A point of concern for Jordi is the data used to train AI models, with implications for intellectual property breaches. That’s why when Rohtau employs AI for image generation, the team trains models from scratch. Jordi reveals that he’s currently building “a massive data set” of 260,000 images to train a model. The images are from an actress who was filmed on special conditions with image rights established prior to the shoot – necessary precautions to protect everyone involved. “By doing so, we don't expose our clients to any liabilities because we have everything 100% under control.”
The issue is also applicable to the style of generated images. Anyone who has used generative AI to create images, or seen ones created by it, knows that they have a certain look: airbrushed, saturated colour, and mildly uncanny even when no obvious glitches are present. “What the models create has a very distinct look. And you need to fight against it, actually,” Jordi says. To his expert artist eye, “currently/yesterday lighting tends to be really, really bad and boring. You won’t see beautiful shadows or certain details like a painter would include.”
Jordi sees these generated images as “a race to mediocrity”; a strikingly similar sentiment to the one expressed by Lucky Generals chief creative director Damien Le Castrec, who said that “AI will take everyone to the same place faster.”
What’s more, AI is running out of data. Having scraped all the available images, it’s now training on its own output in a process called a ‘synthetic augmentation loop’ or ‘fully synthetic loop’. And that’s a problem because it can lead to model collapse, degrading the quality of the models’ output. To put it plainly, if we think that an image generated by AI today – trained on original paintings and photography from the past – looks bad, just wait until it starts generating images based on what AI has made. “It will become an echo chamber,” adds Jordi.
“From a craft point of view, the people who are able to create interesting and unique images, real artists, are the ones who will be in demand because AI will never touch them,” Jordi says. Craft, skill, and artistry will be the differentiator in the visual marketplace as screens become flooded with monostylistic images, further desensitising our attention. “We will see a lot more noise, a lot more garbage everywhere, and I believe it will be very counterproductive.

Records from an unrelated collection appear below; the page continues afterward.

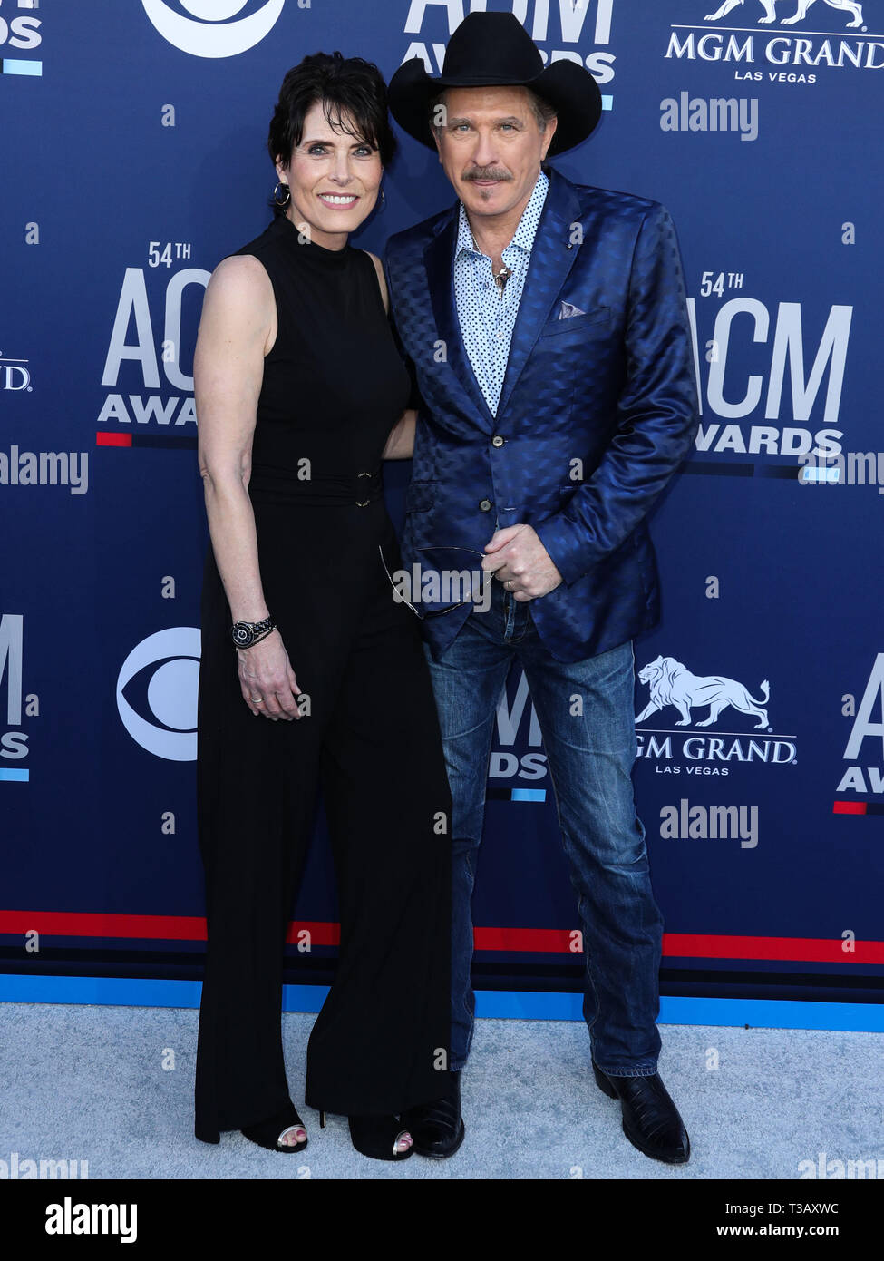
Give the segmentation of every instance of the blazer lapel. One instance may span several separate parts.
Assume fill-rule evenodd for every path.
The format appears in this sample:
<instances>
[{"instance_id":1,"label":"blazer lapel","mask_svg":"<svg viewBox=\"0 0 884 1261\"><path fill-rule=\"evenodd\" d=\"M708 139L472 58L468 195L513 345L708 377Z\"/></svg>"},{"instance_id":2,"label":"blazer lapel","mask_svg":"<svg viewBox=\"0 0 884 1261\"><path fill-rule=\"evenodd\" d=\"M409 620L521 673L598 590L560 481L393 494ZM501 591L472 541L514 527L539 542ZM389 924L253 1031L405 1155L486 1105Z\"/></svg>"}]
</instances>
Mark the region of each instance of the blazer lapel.
<instances>
[{"instance_id":1,"label":"blazer lapel","mask_svg":"<svg viewBox=\"0 0 884 1261\"><path fill-rule=\"evenodd\" d=\"M580 213L576 193L564 175L556 170L549 171L550 187L546 202L537 224L528 274L525 277L518 315L509 344L507 372L498 404L498 417L506 411L509 397L518 381L528 356L535 348L540 330L550 318L552 304L574 266L579 246L569 248L571 224Z\"/></svg>"},{"instance_id":2,"label":"blazer lapel","mask_svg":"<svg viewBox=\"0 0 884 1261\"><path fill-rule=\"evenodd\" d=\"M448 366L454 372L458 383L470 398L477 419L486 429L493 429L494 417L488 410L460 334L457 303L454 298L454 247L458 240L458 206L451 211L448 224L430 241L424 251L426 280L433 300L433 314L439 337L445 343Z\"/></svg>"}]
</instances>

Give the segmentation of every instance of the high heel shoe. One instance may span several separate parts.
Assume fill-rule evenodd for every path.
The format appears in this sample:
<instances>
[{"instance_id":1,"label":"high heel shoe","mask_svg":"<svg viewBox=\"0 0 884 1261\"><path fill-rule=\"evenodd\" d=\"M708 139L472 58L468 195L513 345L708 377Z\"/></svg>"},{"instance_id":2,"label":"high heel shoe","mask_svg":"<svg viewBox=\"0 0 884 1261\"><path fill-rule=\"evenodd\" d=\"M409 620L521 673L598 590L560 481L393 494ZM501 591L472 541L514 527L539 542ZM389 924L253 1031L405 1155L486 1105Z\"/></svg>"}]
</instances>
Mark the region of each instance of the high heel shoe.
<instances>
[{"instance_id":1,"label":"high heel shoe","mask_svg":"<svg viewBox=\"0 0 884 1261\"><path fill-rule=\"evenodd\" d=\"M294 1105L290 1103L276 1116L271 1116L267 1121L259 1121L256 1125L246 1125L240 1132L252 1142L257 1142L259 1148L267 1148L270 1151L303 1151L308 1142L306 1139L303 1142L280 1141L289 1130L294 1130L296 1126L306 1132L304 1122L298 1116Z\"/></svg>"},{"instance_id":2,"label":"high heel shoe","mask_svg":"<svg viewBox=\"0 0 884 1261\"><path fill-rule=\"evenodd\" d=\"M398 1151L398 1140L410 1134L395 1116L348 1116L351 1142L372 1160L407 1160L414 1148ZM325 1129L325 1113L319 1113L319 1127Z\"/></svg>"}]
</instances>

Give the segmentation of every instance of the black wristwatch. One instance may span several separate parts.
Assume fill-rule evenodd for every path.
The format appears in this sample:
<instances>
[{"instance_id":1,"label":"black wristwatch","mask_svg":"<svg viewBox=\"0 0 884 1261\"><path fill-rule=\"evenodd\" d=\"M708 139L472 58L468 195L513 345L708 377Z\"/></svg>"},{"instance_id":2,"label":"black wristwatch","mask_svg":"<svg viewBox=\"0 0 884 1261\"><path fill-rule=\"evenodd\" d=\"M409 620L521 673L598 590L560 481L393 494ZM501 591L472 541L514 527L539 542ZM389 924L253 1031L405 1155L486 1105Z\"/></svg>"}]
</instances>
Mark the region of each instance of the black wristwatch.
<instances>
[{"instance_id":1,"label":"black wristwatch","mask_svg":"<svg viewBox=\"0 0 884 1261\"><path fill-rule=\"evenodd\" d=\"M231 627L231 639L237 648L251 648L275 629L276 623L272 618L265 618L264 622L235 622Z\"/></svg>"}]
</instances>

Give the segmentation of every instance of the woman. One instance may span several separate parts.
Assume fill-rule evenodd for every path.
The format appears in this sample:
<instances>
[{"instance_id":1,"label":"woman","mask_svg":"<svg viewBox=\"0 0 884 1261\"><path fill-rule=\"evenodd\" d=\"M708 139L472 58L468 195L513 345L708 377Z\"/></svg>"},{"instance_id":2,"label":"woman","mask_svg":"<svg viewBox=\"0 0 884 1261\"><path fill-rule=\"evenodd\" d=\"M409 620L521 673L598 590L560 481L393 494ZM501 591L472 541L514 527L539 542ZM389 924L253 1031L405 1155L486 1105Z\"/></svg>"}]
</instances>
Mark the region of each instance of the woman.
<instances>
[{"instance_id":1,"label":"woman","mask_svg":"<svg viewBox=\"0 0 884 1261\"><path fill-rule=\"evenodd\" d=\"M348 237L395 140L377 68L317 53L270 126L270 227L216 269L194 358L211 547L198 820L208 950L195 1135L306 1145L282 1061L282 950L324 797L340 952L305 1100L405 1159L398 1121L439 1093L449 1026L450 796L381 460L411 454L409 375L380 261ZM382 549L382 552L381 550ZM324 1116L320 1117L324 1125Z\"/></svg>"}]
</instances>

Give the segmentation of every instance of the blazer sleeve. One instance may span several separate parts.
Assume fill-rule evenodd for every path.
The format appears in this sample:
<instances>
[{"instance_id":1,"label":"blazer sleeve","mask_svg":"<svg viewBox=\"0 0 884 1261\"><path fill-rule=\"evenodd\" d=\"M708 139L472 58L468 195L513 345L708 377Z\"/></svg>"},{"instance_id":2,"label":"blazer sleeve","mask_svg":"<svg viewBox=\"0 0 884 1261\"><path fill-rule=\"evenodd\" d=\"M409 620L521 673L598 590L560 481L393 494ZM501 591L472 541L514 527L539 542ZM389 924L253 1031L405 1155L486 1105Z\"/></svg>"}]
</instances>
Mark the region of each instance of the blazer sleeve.
<instances>
[{"instance_id":1,"label":"blazer sleeve","mask_svg":"<svg viewBox=\"0 0 884 1261\"><path fill-rule=\"evenodd\" d=\"M696 375L678 242L668 211L644 216L629 274L625 381L615 429L591 477L535 526L566 585L623 543L696 435Z\"/></svg>"}]
</instances>

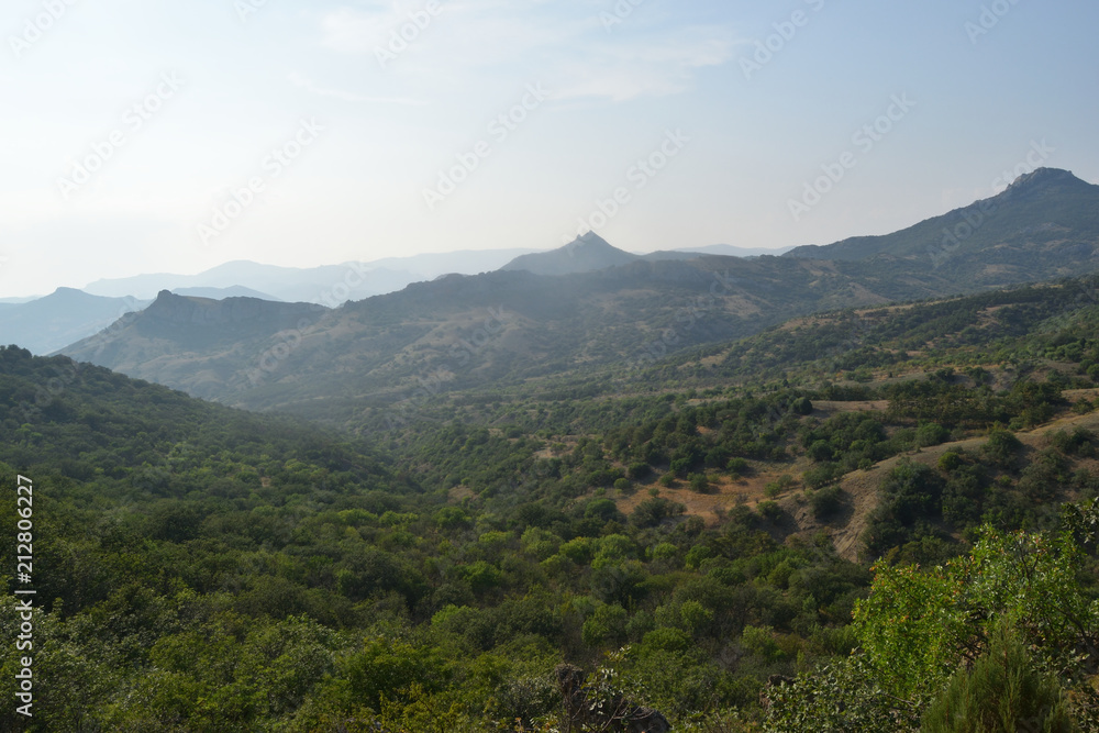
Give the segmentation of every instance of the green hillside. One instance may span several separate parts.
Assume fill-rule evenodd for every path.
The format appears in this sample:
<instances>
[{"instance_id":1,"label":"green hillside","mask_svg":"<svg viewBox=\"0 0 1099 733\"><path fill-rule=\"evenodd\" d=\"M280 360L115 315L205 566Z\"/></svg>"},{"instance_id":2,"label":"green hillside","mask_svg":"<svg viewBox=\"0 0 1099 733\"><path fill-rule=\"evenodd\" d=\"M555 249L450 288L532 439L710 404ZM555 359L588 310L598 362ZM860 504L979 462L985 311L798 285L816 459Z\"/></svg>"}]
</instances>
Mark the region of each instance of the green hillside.
<instances>
[{"instance_id":1,"label":"green hillside","mask_svg":"<svg viewBox=\"0 0 1099 733\"><path fill-rule=\"evenodd\" d=\"M43 569L36 719L4 725L550 731L569 663L675 730L915 730L1006 619L1087 730L1094 292L823 312L337 413L354 437L5 348L0 480L35 481Z\"/></svg>"}]
</instances>

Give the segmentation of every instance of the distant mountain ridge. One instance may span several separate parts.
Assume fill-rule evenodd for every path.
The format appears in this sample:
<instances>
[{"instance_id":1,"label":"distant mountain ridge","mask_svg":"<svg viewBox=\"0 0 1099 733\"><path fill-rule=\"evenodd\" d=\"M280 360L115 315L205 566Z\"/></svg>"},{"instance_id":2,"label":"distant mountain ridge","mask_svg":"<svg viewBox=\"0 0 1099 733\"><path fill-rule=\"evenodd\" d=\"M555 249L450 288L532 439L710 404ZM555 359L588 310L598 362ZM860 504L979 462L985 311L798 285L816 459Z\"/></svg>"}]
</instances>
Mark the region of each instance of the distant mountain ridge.
<instances>
[{"instance_id":1,"label":"distant mountain ridge","mask_svg":"<svg viewBox=\"0 0 1099 733\"><path fill-rule=\"evenodd\" d=\"M90 336L148 301L101 298L73 288L25 303L0 306L0 342L19 344L37 355L56 352Z\"/></svg>"},{"instance_id":2,"label":"distant mountain ridge","mask_svg":"<svg viewBox=\"0 0 1099 733\"><path fill-rule=\"evenodd\" d=\"M412 284L298 323L300 314L275 310L292 304L249 304L257 315L244 327L193 315L211 306L158 298L157 308L64 353L208 399L348 425L369 406L409 404L423 392L610 379L797 315L1094 271L1097 191L1070 174L1043 173L967 213L780 257L642 257L588 234L506 269ZM983 225L969 224L936 267L928 251L936 236L977 214ZM157 318L162 306L204 325L169 327Z\"/></svg>"},{"instance_id":3,"label":"distant mountain ridge","mask_svg":"<svg viewBox=\"0 0 1099 733\"><path fill-rule=\"evenodd\" d=\"M946 268L979 287L1072 276L1099 252L1099 186L1039 168L1004 191L893 234L796 247L785 257ZM1041 260L1041 262L1040 262Z\"/></svg>"},{"instance_id":4,"label":"distant mountain ridge","mask_svg":"<svg viewBox=\"0 0 1099 733\"><path fill-rule=\"evenodd\" d=\"M639 255L611 246L595 232L588 232L563 247L515 257L500 269L526 270L534 275L571 275L593 273L640 259Z\"/></svg>"}]
</instances>

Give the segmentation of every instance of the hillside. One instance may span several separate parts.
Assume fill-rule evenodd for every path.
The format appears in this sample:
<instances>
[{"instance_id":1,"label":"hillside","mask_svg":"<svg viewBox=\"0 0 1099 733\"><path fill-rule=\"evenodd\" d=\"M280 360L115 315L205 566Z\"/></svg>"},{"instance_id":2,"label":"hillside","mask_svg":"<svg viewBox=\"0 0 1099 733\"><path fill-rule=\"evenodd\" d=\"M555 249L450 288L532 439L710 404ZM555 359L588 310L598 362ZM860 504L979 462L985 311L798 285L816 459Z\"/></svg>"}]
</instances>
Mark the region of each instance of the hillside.
<instances>
[{"instance_id":1,"label":"hillside","mask_svg":"<svg viewBox=\"0 0 1099 733\"><path fill-rule=\"evenodd\" d=\"M531 298L536 276L491 277L517 318L569 309ZM482 297L478 278L440 285L447 307ZM36 622L65 649L42 660L42 720L547 732L563 662L684 726L803 714L761 693L874 648L851 624L870 560L934 567L973 552L981 523L1056 527L1058 506L1099 493L1092 292L820 313L601 392L584 370L439 390L358 414L359 437L0 351L0 471L46 498L41 597L59 599ZM226 302L162 293L149 310L157 333L220 347L277 327L270 309L296 314ZM369 315L395 327L439 307L411 302ZM879 677L837 671L833 695L888 678L866 669ZM1073 674L1085 695L1090 673Z\"/></svg>"},{"instance_id":2,"label":"hillside","mask_svg":"<svg viewBox=\"0 0 1099 733\"><path fill-rule=\"evenodd\" d=\"M257 301L270 325L245 331L169 329L157 307L64 353L230 404L343 423L425 385L502 387L642 363L852 299L886 301L817 263L711 256L557 277L449 276L297 319Z\"/></svg>"},{"instance_id":3,"label":"hillside","mask_svg":"<svg viewBox=\"0 0 1099 733\"><path fill-rule=\"evenodd\" d=\"M515 257L500 269L526 270L534 275L569 275L592 273L639 259L637 255L613 247L595 232L588 232L557 249Z\"/></svg>"},{"instance_id":4,"label":"hillside","mask_svg":"<svg viewBox=\"0 0 1099 733\"><path fill-rule=\"evenodd\" d=\"M623 370L646 369L669 356L670 364L692 348L812 312L941 298L1094 268L1091 245L1081 243L1094 234L1097 209L1085 203L1099 187L1042 170L1011 190L998 197L995 220L954 253L951 266L929 267L919 248L921 232L941 229L935 220L879 237L873 256L828 260L803 256L817 251L646 260L591 234L515 262L595 271L448 276L299 319L270 310L270 327L249 333L217 335L222 326L211 324L201 338L162 332L154 311L63 351L229 404L354 425L366 408L417 410L418 402L453 390L618 379ZM1050 222L1072 234L1035 238ZM1013 244L999 237L1003 231L1015 233ZM864 245L822 252L854 257L869 252ZM1069 251L1079 257L1066 259ZM1002 257L1015 264L1009 267Z\"/></svg>"}]
</instances>

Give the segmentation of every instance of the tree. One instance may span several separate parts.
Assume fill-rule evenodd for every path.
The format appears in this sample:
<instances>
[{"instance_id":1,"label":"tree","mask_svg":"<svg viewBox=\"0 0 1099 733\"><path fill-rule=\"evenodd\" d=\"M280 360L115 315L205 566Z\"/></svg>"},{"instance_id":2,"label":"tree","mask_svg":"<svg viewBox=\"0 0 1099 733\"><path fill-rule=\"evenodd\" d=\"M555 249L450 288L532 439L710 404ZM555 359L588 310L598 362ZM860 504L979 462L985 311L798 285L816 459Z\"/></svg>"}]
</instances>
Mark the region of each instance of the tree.
<instances>
[{"instance_id":1,"label":"tree","mask_svg":"<svg viewBox=\"0 0 1099 733\"><path fill-rule=\"evenodd\" d=\"M923 733L1075 733L1057 680L1040 675L1007 624L972 671L958 670L923 715Z\"/></svg>"}]
</instances>

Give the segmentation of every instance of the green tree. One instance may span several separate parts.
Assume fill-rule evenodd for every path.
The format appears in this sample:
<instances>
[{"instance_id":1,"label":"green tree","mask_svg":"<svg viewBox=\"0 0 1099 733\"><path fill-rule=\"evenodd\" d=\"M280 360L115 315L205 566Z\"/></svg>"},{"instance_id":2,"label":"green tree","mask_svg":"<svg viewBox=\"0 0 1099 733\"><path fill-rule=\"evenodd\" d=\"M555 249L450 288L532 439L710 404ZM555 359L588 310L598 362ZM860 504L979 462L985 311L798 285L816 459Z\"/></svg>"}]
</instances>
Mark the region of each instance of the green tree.
<instances>
[{"instance_id":1,"label":"green tree","mask_svg":"<svg viewBox=\"0 0 1099 733\"><path fill-rule=\"evenodd\" d=\"M973 670L961 669L923 715L923 733L1075 733L1061 685L1039 674L1006 624Z\"/></svg>"}]
</instances>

Audiences will become exhausted, like they have with Marvel movies,” he says.
What’s needed now, according to Jordi and Josh, is a renewed investment in craft and the artists who can utilise the tools at their disposal to deliver the desired outcome, to develop a certain aesthetic with its human imperfections as well, and to make audiences pay attention. For Josh, “it's about bringing [AI] tools into our current tool set, and then making unique images together. That’s how we can construct images that are much more directable and attention-worthy than gen-AI.”
Meanwhile, Jordi says that he “doesn’t feel threatened at all” by AI’s ‘artistic’ capability. Why? It’s like David Salle wrote, AI isn’t “an author of anything. It is essentially an amalgamator.”